More funcs: `abs`, `square`, `exp`, `log`, and so on.

#### NumPy functions (2)

In [None]:
x = np.random.randn(5)
x

In [None]:
y = np.random.randn(5)
y

In [None]:
# binary (array-wise) function
# obtain the maxium values between two arrays
np.maximum(x, y)

More funcs: `add`, `subtract`, `multiply`, and so on.

#### Mathematical and Statistical Methods

In [None]:
arr = np.random.randn(2, 5) # <= 2 rows, 5 columns

In [None]:
# obtain the mean of elements in the array
arr.mean(), np.mean(arr)

In [None]:
# what if we want row-wise mean instead of whole array?
arr.mean(axis=1), np.mean(arr, axis=1)

In [None]:
# what if column-wise?
arr.mean(axis=0), np.mean(arr, axis=0)

#### Why we need vectorizational computation? Why all these array "non-senses"?

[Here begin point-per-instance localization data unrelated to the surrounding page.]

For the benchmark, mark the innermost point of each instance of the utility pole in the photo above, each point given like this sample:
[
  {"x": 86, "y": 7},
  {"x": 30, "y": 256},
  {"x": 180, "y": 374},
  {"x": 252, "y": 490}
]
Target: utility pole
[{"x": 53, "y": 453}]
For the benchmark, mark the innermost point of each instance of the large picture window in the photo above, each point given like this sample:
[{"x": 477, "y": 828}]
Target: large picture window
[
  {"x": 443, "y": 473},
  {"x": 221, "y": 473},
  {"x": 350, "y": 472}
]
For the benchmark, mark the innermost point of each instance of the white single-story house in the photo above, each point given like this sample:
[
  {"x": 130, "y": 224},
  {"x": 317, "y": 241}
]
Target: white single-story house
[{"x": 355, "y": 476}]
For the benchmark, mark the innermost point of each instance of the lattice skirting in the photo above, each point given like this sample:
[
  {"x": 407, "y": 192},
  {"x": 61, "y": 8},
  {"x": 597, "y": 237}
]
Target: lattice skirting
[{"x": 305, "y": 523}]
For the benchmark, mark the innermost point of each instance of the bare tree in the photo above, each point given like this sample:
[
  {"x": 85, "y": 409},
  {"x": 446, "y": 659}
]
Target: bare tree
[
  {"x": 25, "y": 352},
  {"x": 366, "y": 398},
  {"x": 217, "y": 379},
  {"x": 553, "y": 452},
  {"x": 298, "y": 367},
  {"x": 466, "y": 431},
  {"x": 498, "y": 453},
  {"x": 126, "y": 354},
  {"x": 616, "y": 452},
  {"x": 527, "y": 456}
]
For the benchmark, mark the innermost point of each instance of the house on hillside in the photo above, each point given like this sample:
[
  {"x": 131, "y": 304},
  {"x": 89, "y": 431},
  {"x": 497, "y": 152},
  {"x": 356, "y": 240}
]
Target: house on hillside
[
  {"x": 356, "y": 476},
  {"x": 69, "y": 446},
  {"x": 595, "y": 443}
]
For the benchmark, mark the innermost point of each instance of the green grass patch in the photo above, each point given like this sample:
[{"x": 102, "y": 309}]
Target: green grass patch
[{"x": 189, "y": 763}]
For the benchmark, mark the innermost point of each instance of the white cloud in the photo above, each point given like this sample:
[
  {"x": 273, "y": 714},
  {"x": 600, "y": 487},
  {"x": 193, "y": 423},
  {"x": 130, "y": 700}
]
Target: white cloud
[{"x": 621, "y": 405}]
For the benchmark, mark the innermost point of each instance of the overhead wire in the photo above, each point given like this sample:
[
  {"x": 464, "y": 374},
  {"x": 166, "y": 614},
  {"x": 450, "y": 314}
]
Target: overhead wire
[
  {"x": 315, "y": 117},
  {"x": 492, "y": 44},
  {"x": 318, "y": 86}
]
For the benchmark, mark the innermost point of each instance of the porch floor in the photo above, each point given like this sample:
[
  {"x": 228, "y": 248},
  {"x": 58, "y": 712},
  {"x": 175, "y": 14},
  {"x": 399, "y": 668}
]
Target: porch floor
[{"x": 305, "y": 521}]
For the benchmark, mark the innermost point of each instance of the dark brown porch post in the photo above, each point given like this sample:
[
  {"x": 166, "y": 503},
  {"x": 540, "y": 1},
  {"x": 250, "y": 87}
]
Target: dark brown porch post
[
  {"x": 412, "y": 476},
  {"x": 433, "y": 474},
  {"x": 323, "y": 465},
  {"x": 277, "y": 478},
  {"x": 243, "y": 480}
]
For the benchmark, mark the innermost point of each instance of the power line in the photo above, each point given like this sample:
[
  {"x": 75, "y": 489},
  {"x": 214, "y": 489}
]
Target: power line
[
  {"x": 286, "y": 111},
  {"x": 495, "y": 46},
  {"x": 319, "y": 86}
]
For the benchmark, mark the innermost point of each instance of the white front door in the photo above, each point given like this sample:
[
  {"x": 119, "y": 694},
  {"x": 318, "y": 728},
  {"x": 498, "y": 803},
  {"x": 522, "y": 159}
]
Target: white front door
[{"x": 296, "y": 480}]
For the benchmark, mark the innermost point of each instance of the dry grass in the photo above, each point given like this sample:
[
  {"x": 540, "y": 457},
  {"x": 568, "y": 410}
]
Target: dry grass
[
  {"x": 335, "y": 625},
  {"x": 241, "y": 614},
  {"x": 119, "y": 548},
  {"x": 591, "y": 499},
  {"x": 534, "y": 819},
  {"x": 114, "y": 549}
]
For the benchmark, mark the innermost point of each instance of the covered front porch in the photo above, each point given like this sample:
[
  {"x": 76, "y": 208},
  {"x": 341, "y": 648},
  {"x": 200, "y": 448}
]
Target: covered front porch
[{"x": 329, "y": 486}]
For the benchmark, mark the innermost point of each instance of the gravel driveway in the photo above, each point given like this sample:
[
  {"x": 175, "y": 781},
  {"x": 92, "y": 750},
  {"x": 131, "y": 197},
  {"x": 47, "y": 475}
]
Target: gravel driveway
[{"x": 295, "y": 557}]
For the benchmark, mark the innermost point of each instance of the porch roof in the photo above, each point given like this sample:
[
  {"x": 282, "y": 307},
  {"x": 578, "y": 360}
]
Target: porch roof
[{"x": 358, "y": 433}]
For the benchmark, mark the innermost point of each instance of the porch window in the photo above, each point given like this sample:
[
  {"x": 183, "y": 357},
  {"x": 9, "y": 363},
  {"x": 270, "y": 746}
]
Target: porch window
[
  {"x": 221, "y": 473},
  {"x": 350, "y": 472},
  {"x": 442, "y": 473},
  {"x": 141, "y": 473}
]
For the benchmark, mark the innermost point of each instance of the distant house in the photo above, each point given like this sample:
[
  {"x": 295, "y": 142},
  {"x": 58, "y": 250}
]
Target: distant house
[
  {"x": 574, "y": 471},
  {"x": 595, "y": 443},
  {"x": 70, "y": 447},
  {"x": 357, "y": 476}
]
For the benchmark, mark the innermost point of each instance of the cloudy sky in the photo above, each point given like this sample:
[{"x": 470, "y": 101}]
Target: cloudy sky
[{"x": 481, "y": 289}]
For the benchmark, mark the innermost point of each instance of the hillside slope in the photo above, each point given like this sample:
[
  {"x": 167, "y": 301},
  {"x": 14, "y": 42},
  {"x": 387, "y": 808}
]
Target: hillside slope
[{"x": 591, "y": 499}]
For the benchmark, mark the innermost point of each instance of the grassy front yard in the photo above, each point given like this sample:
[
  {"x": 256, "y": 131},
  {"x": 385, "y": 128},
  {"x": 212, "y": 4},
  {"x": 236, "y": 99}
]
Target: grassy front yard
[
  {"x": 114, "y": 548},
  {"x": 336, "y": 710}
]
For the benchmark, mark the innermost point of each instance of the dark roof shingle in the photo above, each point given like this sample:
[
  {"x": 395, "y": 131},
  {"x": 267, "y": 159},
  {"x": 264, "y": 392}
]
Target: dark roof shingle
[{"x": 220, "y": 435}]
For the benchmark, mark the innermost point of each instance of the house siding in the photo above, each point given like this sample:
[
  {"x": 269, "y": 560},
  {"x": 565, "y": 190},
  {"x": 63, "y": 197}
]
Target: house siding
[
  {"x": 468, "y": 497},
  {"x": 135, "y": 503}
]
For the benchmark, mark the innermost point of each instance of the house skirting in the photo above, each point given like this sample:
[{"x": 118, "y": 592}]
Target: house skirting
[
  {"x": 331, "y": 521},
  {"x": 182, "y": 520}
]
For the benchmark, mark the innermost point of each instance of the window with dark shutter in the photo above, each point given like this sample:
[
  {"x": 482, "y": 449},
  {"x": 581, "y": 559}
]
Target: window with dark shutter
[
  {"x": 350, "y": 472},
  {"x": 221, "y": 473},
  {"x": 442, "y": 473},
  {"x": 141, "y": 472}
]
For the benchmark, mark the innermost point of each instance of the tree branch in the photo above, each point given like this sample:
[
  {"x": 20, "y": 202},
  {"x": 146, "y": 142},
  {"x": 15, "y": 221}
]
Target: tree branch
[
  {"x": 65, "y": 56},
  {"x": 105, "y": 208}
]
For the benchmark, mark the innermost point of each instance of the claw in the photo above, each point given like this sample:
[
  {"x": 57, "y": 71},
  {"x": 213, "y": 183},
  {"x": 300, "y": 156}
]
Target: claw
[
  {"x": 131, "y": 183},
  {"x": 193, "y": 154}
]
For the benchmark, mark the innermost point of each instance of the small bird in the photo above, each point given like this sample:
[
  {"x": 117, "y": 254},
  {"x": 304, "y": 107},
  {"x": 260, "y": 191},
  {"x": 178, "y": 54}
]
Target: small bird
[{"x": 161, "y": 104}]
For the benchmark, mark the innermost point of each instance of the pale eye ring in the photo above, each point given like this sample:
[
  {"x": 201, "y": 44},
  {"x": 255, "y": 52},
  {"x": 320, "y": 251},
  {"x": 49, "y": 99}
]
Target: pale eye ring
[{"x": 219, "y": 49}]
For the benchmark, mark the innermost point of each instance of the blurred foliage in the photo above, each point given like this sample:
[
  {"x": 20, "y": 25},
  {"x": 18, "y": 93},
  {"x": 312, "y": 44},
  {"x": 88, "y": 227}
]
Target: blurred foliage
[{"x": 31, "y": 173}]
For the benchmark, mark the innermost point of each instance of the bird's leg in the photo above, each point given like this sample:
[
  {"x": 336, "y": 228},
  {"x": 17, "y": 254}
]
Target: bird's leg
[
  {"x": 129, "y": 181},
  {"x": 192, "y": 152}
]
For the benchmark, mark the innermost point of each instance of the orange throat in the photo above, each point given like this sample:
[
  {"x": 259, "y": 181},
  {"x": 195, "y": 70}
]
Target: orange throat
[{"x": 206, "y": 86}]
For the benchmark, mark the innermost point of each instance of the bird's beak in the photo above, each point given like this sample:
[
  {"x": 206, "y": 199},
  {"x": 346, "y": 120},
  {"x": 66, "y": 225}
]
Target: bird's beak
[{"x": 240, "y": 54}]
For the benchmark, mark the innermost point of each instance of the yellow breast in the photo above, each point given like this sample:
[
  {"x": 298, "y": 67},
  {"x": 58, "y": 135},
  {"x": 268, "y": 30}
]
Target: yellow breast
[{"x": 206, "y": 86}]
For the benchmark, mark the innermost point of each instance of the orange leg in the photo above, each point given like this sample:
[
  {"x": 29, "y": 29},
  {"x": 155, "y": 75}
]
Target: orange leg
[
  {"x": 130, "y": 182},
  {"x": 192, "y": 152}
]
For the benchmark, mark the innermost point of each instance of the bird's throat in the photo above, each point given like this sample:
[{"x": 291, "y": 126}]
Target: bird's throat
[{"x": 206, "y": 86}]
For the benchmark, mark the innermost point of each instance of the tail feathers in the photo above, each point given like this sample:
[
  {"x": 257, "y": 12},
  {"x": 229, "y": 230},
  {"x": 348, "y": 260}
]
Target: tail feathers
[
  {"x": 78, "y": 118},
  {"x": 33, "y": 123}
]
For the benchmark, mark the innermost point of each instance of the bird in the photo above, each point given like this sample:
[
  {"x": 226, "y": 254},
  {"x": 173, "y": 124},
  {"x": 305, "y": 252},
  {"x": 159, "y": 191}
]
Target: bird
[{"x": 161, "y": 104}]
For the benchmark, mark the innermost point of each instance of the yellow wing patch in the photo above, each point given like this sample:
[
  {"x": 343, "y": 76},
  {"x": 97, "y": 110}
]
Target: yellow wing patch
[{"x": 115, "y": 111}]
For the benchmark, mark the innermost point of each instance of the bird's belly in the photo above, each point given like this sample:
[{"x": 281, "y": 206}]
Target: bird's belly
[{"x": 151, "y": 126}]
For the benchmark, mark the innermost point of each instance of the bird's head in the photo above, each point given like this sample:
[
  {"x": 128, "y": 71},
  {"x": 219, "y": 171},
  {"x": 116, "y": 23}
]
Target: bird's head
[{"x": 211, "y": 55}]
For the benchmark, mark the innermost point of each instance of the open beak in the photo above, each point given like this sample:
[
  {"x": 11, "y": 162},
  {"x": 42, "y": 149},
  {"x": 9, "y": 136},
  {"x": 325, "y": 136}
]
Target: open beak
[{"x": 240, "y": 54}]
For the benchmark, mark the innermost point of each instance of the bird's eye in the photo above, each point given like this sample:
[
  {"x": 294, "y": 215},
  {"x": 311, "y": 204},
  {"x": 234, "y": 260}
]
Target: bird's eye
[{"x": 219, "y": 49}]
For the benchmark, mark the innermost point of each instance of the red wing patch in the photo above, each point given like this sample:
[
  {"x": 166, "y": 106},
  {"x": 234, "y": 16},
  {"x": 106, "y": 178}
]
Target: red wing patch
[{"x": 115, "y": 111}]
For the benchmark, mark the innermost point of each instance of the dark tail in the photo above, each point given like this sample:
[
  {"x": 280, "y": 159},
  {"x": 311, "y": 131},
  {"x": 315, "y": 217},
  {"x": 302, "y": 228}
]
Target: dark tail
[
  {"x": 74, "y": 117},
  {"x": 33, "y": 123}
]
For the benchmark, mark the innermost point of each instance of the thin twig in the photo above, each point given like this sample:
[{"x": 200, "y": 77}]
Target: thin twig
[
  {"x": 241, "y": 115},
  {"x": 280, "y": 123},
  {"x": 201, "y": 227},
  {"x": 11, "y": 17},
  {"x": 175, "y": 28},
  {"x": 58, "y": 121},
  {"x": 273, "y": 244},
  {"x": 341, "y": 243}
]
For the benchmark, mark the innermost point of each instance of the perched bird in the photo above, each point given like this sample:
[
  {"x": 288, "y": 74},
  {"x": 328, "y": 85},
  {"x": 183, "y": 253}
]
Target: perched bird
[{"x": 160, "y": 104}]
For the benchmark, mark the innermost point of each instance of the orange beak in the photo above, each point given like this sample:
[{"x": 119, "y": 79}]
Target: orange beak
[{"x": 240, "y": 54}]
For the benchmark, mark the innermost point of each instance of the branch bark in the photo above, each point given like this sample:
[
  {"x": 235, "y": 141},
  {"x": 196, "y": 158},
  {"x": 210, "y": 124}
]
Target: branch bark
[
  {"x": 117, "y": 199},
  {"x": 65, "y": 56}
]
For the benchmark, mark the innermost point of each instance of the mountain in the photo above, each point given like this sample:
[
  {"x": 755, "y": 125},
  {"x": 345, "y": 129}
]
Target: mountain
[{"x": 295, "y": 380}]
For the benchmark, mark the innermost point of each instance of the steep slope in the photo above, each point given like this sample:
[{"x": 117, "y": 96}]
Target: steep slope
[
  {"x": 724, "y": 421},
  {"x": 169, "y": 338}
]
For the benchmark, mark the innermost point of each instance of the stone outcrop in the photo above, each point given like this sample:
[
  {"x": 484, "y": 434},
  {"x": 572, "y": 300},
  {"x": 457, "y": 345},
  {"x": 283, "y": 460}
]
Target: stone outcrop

#### An Example: Random Walks

In [None]:
# Python built-in "loop" style
%matplotlib inline
import random, matplotlib.pyplot as plt
position = 0 # <== starting point
walk = [position] # <== a list with the starting point
steps = 100 # <= 100 steps
for i in range(steps):
    step = 1 if random.randint(0,1) else -1 # 0 is False, 1 is True
    position += step # <== incremental operations: position = position + step
    walk.append(position) # append new position to the list
# plot data
plt.plot(walk);

#### Numpy Approach using array

In [None]:
nsteps = 1000

In [None]:
draws = np.random.randint(0, 2, size=nsteps) # <= random draw from 0, 1

In [None]:
np_steps = np.where(draws > 0, 1, -1) # if draw = 1 then step 1, otherwise, -1

In [None]:
np_walk = np.cumsum(np_steps) # or np_steps.cumsum(), NumPy method, cumulative sum

In [None]:
plt.plot(np_walk);

#### Array makes simulating many random walks at once!

In [None]:
nwalks = 10000 # 10,000 simulations
nsteps = 1000

draws = np.random.randint(0, 2, size=(nwalks, nsteps)) # <== again 0 or 1
steps = np.where(draws > 0, 1, -1) # change 0 to -1
walks = steps.cumsum(axis=1) # apply the cumsum() method across columns...

walks # 10000 simulations... all in an array....